Using your RockRMS Organization Chart as a powerful tool for permissions

This guide is primarily intended for those who are just getting a RockRMS instance set up.  If your database has been up and running, you may be able to use some of these tips to help you out, but starting from scratch, this is one example of how to think strategically when setting up your internal Rock environment.

One of the trickiest things to get a handle on with Rock, coming from other church management systems, was the bewildering array of permissions that need to be handled.  Around our office, people have various implied permissions to do work based on their job description, so it made sense to extend that model into Rock.

As a note: While the concepts present in this tutorial are applicable to any organization, this is written toward an audience just getting started, in a very step-by-step fashion. Experienced Rock administrators may find some portions repetitive.

Prep Work

The first step you need to take, before you ever open up Rock, is to have a good, functional organizational chart of your church.  This isn't just an overall outline of who reports to whom - you'll want to have a good document of who does what.  If you don't already have this chart, take some time and draw yourself a map of who does what inside the church.  Start with the departments, then work down to the people who work in those departments. Figure out what roles there are.  At Highlands we have six separate organizational roles - Elder, Pastor, Leader, Staff, Intern, and Volunteer. 

Additional note: in every organization that I've ever worked with, there is a large gap between someone's job title, and what their functional responsibilities are. If you're planning on using this model to organize Rock and set permissions, what's important here is what a given person does, rather than what their e-mail signature may say their title is.

Four of those should be pretty self explanatory.  The leader role will generally be someone who's staff, not a pastor, but who has others in their department or departments who report to them.  To clarify about volunteer - we have very few people in our Rock organization chart who aren't paid staff members.  There are two or three specially trusted individuals who we use to perform specific roles within the database.  This is not the place where we store all volunteers throughout the church.

org-chart.jpg


With our org chart in hand, there's a fair bit of foundation building that we'll need to do in Rock. 

Here are things we'll be doing:


Adding Group Roles to organization units

Org-Chart-Roles.gif
(tip: you should think about changing your theme color from the default orange - it helps to differentiate if you happen to be looking at the demo Rock installation, etc.)

The above animated gif shows the complete process of adding several different group roles to the Organizational Unit group type.

  1. Using an account with RSR-Rock Admin permissions, navigate to Admin Tools > General Settings > Group Types

  2. Select the group types button

  3. Selecct the Organization Unit group type

  4. Expand the Roles accordion

  5. Select the 'Plus' button to add a role

  6. Enter our role name.

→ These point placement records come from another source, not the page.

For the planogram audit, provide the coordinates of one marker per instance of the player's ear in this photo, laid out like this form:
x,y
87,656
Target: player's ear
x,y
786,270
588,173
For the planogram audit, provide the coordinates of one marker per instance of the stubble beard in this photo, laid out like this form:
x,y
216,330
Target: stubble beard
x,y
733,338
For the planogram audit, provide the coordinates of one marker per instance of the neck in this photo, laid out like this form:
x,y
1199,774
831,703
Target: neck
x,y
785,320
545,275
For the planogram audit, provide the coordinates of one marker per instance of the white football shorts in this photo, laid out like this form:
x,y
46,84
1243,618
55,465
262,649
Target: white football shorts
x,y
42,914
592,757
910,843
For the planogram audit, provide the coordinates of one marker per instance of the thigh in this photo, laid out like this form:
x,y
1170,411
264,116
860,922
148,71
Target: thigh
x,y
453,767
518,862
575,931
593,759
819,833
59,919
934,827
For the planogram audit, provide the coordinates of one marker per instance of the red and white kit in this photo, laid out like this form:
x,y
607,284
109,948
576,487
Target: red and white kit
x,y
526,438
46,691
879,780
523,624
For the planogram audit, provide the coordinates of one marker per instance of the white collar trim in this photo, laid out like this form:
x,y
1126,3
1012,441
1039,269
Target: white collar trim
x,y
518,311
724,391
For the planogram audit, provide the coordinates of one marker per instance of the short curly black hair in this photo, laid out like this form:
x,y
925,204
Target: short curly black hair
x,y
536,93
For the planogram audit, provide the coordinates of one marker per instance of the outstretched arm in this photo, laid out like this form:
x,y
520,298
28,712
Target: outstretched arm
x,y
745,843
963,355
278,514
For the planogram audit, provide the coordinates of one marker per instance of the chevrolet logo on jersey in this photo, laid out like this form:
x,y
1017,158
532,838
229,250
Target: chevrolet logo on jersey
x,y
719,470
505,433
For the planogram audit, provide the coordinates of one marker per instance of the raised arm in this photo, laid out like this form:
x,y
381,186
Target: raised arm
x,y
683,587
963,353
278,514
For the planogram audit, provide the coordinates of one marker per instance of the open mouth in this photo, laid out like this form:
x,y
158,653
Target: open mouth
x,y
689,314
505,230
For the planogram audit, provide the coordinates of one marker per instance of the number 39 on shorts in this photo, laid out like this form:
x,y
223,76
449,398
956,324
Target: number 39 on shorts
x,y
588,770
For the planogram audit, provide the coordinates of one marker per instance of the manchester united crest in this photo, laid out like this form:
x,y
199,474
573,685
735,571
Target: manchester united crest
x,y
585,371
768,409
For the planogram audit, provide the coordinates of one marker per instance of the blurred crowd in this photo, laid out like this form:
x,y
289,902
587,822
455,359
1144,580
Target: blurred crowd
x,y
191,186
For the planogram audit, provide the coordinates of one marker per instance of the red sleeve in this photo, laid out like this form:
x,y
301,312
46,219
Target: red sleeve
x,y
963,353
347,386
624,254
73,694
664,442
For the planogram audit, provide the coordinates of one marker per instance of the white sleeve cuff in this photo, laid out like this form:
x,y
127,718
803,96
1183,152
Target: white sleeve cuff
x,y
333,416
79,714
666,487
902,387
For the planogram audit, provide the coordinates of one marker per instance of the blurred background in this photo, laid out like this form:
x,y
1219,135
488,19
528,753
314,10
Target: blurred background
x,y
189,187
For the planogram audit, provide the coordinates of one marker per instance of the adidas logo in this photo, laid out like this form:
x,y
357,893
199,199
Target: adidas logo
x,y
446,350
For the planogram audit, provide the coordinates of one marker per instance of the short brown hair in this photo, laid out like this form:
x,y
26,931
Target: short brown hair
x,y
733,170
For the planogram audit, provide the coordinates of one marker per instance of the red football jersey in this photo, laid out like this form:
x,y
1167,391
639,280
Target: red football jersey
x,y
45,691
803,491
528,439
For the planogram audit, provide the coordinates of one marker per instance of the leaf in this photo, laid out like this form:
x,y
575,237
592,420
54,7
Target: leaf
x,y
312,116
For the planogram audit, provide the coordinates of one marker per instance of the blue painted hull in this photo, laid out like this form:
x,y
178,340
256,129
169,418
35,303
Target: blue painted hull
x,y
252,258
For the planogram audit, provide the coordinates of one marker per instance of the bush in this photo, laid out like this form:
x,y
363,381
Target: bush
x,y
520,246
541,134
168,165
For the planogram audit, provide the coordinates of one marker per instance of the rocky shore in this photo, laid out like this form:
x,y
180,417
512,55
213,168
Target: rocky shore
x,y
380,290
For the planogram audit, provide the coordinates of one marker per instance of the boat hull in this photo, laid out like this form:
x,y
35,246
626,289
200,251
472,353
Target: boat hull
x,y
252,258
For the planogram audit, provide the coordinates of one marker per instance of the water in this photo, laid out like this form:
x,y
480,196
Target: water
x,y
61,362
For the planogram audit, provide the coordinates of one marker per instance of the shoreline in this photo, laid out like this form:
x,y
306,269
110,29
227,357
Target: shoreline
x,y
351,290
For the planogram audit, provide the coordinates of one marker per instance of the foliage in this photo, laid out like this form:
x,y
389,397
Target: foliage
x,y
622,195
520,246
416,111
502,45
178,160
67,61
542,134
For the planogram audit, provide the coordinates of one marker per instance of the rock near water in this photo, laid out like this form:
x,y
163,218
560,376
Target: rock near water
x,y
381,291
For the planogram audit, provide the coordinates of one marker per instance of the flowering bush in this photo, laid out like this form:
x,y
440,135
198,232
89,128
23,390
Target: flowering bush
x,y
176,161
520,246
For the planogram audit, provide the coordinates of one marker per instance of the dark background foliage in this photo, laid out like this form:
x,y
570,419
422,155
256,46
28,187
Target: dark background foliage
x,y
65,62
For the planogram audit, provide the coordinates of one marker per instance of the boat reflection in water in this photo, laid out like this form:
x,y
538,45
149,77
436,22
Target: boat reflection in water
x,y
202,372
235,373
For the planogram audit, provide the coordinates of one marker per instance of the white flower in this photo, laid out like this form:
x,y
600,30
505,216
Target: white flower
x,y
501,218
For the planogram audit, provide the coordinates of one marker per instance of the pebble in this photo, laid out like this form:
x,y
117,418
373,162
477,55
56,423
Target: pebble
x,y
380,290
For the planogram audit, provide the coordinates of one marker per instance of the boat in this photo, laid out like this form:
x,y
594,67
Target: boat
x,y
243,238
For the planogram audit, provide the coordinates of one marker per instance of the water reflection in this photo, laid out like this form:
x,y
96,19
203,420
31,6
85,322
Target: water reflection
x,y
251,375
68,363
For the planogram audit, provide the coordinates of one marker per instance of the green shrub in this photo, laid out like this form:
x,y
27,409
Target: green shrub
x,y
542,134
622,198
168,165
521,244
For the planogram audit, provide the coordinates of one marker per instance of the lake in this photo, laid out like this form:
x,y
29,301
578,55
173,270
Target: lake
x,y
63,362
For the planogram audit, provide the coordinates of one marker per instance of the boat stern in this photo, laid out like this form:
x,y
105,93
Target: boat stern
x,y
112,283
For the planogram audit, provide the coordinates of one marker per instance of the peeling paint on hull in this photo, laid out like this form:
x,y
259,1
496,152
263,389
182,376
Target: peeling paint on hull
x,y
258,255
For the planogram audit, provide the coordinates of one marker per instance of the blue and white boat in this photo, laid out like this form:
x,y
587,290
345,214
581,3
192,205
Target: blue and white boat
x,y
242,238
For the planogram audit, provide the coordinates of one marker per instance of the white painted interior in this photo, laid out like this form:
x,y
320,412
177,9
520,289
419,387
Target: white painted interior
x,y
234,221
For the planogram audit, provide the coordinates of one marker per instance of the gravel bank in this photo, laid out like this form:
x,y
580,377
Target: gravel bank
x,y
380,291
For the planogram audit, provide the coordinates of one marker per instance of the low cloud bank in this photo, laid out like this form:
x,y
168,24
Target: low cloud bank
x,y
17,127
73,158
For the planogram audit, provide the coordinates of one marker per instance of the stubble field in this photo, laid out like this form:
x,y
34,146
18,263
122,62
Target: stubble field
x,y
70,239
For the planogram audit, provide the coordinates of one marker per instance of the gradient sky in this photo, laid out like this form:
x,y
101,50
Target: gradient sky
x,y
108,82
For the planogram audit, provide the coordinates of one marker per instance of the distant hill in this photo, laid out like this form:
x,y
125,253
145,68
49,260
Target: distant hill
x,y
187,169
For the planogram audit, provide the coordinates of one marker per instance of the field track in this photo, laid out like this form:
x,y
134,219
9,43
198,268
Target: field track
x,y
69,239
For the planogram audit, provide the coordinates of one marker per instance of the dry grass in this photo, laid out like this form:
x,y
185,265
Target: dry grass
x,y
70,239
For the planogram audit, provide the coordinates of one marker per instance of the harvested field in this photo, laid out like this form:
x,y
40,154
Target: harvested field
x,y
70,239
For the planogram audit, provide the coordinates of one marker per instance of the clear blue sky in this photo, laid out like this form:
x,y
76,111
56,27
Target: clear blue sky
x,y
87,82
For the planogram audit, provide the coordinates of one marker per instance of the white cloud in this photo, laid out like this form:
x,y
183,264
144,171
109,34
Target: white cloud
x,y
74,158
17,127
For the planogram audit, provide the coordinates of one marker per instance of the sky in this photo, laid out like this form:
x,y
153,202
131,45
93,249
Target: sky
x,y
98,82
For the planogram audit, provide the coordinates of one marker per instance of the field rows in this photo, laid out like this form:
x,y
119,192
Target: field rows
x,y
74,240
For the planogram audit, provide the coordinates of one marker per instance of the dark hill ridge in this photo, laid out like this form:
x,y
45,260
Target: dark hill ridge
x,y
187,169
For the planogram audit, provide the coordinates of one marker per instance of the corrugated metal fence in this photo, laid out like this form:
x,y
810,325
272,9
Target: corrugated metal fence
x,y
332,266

Choose whether we want users with that role to be able to view the organization unit. Tip - we don't need every different kind of job title in our church here, just functional roles.  At my church, we have staff with job titles of director, assistant, coordinator, specialist, etc. For the permissions that we're creating, there's no real difference between job titles.

  7. Save the role entry.  Repeat as many times as necessary

  8. Important! Remove edit rights from all Org Unit group roles, unless we've made a special Rock administration Organization Unit group type role.  Because we're going to be using groups to set permissions, it's important that only administrative users can add or remove people from Org Units.

  9. Once all of the roles we need are entered, save the group type.


Adding Organization Units to the Org Chart

org-chart.gif

It's very possible that your church has numerous departments and responsibilities.  For our purposes, we'll make a few that can map to things within Rock in a logical fashion.  In the above .gif, we create a Finance group, set it as a security role, and then add a worker to the group. We'll add several other groups, "off camera".

Here are the steps we take:

  1. Using an account with RSR-Rock Admin permissions, navigate to Intranet > Office Information > Org Chart
  2. Click on the 'Add Group' button at the top left, and select "Add child To Selected"
  3. In the "Add Group" dialog that appears, type in the name of your Organization Unit
  4. Make sure to check the "Security Role" check box next to "Yes" - this will make this group into a security role that can be selected in permissions dialog boxes.
  5. Save the new Organization Unit group
  6. Since we're only making one group at this moment, we'll add Alisha Marble to the group by typing a partial first name and a partial last name into the person picker box. Alisha appears, we verify that she's who we wanted,  select her from the picker, then hit the 'Select' button at the bottom.
  7. We quickly ensure that Alisha has the correct group role.  She's not an elder, pastor, intern or volunteer, so 'Staff' is appropriate.
  8. We save the group member entry.

Adding members to Organization Units

member-add.gif

We already demonstrated with Alisha how to add a person to an Organization Unit. One thing to definitely keep in mind is that people don't necessarily only have to be in one place. For example, Ted Decker is the Outreach Pastor.  We would put him both in the Outreach Organization Unit, as well as in the Pastors unit.  That way, any permissions that we wanted all of the pastors to have would apply, as well as any different permissions that Outreach might get.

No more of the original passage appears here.